The rule as respects the measure of damages is to treat the covenant against incumbrances as a covenant of indemnity. Rawle, Cov. for Title, § 188; Norton v. Babcock, 2 Metc. 510. In case of a breach, the covenantee should recover the damages he may have sustained in consequence thereof. Accordingly, where a covenantee in a deed is sued by the covenantor (who covnants against incumbrances) on a note given for the purchase money of the land conveyed, the covenantee, if he ask it, should receive credit for such sum as he has had to pay in order to protect his title against any incumbrance made or suffered by by the covenantor; See Morris v. Ham, 47 Ark. 293.

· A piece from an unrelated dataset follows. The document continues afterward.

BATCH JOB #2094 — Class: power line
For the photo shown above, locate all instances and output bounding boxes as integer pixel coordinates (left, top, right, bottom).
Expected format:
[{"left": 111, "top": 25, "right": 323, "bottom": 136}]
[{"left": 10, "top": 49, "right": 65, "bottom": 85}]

Here the covenant against incumbrances was broken by reason of a forfeiture for the nonpayment of taxes which existed at the time of the execution of the deed containing the 'covenant. The appellant redeemed one of the tracts, but, failing to redeem the other, the title to which became absolute in the state, and, in order to get title, to this, it was compelled to purchase from the state, paying the sum of $151. Negligence cannot be predicated upon a failure by appellant to redeem from the tax forfeitures. True, it might have done so; but it was under no duty or obligation of that kind, and its right at law to stand on its covenant, and to recover damages for breach of same, cannot be affected by its failure or refusal to perform a duty which devolved upon another. Rawle, Cov. for Tit. § 181; Burk v. Clements, 16 Ind. 132; Elder v. True, 32 Me. 104; Stewart v. Drake, 14 N. J. L. 143; Miller v. Halsey, 14 N. J. L. 48. Appellee had broken his covenant, and it was his duty to see that no injury resulted to appellant’s title by reason of said breach.

The court therefore erred in its declaration of law, and in refusing to allow the credit of $151, instead of $14.01.

There was no appeal by appellee from the allowance in favor of the appellant of the amount of attorney’s lien.

Reverse the judgment, and remand the cause for.a new trial.